Joe would be surprised to learn that Sophie knows nearly every song Billie Holiday ever recorded. She knows “Riffin’ the Scotch” and “With Thee I Swing” and “Spreadin’ Rhythm Around” and “That’s Life I Guess.” Joe thinks that she does not know very much about music because she is young. He takes a squinty view of both her facts and her opinions. The night before, in the truck, there was a song that he loved and she didn’t. “I don’t know it or care to know it,” she said. He sniffed and said, “You always have a bone to pick musically.” Sophie was offended. She marked off the distance from Joe in her mind. But now, as she drives, she decides that she loves the sound of what Joe said. She feels like she has been recognized as the virtuoso of some rare instrument. That is what angels should play instead of harps: a bone. She likes the image so much that it relieves the pain of the insult almost entirely.
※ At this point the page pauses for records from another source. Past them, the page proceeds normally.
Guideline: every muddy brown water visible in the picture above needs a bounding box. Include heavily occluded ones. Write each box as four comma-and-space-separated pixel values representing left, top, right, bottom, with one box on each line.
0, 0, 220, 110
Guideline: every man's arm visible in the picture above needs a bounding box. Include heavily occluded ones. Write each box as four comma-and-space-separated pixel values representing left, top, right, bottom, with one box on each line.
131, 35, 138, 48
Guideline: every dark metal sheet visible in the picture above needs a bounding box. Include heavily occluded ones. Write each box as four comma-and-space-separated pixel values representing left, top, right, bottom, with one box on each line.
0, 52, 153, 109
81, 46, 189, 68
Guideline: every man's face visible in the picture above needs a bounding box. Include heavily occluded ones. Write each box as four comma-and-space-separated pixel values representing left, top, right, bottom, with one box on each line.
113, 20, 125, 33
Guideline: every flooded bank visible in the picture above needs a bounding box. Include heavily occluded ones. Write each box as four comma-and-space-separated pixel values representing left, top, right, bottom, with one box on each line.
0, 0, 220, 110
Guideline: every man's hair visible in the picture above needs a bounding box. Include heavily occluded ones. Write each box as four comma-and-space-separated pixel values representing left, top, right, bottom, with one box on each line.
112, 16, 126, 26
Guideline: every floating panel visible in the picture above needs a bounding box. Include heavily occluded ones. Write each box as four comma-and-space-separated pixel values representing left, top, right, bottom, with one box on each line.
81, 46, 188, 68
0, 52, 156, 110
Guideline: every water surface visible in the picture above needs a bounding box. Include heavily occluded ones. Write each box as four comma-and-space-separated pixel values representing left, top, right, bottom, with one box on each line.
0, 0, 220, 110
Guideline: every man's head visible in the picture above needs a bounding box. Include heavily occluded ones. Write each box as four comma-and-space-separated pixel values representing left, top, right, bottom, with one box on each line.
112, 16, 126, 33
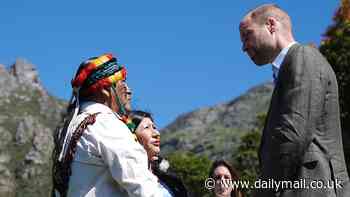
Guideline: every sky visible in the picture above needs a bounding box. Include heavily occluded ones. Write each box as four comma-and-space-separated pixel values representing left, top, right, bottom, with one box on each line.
0, 0, 340, 128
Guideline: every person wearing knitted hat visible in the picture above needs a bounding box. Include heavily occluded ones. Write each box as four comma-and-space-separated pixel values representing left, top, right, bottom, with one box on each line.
52, 54, 164, 197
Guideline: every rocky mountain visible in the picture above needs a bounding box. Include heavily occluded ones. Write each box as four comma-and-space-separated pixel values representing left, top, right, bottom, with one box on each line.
0, 56, 273, 197
161, 83, 273, 159
0, 59, 66, 197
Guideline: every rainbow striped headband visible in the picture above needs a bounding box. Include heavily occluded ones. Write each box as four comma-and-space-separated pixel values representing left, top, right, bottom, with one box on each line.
72, 54, 127, 93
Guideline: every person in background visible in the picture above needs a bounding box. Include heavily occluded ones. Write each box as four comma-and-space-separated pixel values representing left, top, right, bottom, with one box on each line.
130, 111, 187, 197
52, 54, 164, 197
209, 160, 243, 197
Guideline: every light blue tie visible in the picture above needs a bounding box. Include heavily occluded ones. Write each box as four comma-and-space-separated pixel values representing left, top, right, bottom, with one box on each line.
272, 65, 279, 85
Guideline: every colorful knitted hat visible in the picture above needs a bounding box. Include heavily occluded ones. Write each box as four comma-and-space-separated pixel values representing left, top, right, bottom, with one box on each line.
59, 54, 135, 161
72, 54, 126, 94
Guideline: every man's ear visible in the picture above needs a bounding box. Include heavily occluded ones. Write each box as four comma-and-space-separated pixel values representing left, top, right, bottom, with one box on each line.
101, 89, 112, 101
265, 17, 277, 34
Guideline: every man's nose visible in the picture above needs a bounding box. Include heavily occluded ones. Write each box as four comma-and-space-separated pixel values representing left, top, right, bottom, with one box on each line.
242, 42, 247, 52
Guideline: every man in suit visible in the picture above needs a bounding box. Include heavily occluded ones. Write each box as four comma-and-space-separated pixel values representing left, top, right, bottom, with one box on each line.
239, 4, 350, 197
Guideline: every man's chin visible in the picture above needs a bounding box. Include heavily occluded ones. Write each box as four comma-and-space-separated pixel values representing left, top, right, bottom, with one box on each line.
251, 57, 269, 67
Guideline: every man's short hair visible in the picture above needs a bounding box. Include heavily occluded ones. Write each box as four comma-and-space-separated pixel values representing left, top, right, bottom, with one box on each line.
248, 4, 292, 28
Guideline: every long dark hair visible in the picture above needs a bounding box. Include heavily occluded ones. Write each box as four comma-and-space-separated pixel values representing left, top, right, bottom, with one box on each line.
209, 159, 244, 197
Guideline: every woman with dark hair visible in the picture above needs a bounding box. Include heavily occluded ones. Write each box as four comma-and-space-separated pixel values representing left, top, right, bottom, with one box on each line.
209, 160, 243, 197
130, 111, 187, 197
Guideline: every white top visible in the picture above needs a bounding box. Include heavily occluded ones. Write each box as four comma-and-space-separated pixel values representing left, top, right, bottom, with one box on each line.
272, 42, 297, 79
68, 102, 164, 197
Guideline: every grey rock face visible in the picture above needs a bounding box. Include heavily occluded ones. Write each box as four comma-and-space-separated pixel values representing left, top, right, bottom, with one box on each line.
161, 83, 273, 158
0, 59, 66, 197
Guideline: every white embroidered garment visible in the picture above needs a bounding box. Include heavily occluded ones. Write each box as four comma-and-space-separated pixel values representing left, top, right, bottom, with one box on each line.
68, 102, 164, 197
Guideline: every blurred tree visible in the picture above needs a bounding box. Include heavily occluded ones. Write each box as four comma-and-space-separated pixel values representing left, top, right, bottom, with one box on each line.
320, 0, 350, 171
232, 113, 266, 196
167, 152, 211, 197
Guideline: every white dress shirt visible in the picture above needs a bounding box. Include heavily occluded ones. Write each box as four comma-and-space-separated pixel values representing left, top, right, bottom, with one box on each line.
68, 102, 164, 197
272, 42, 297, 83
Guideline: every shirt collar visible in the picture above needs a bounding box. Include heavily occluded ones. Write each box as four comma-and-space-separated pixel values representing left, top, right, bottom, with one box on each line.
80, 101, 113, 114
272, 41, 296, 70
She drives by the exit she would take if she were going to her office. She has a job that requires her to sit at a desk and decide the fates of others. She would rather sit in her mother’s house, eat some food, have a drink, and talk about her own fate. Her mother never forgets to ask. “And what will happen next?” she likes to say to Sophie. From another mother to another daughter, this could be an overbearing question. But Sophie’s mother does not have an answer in mind. “Sometimes the second step is distant from the first,” she likes to say, waving her hand. What will happen next? It is worth thinking about.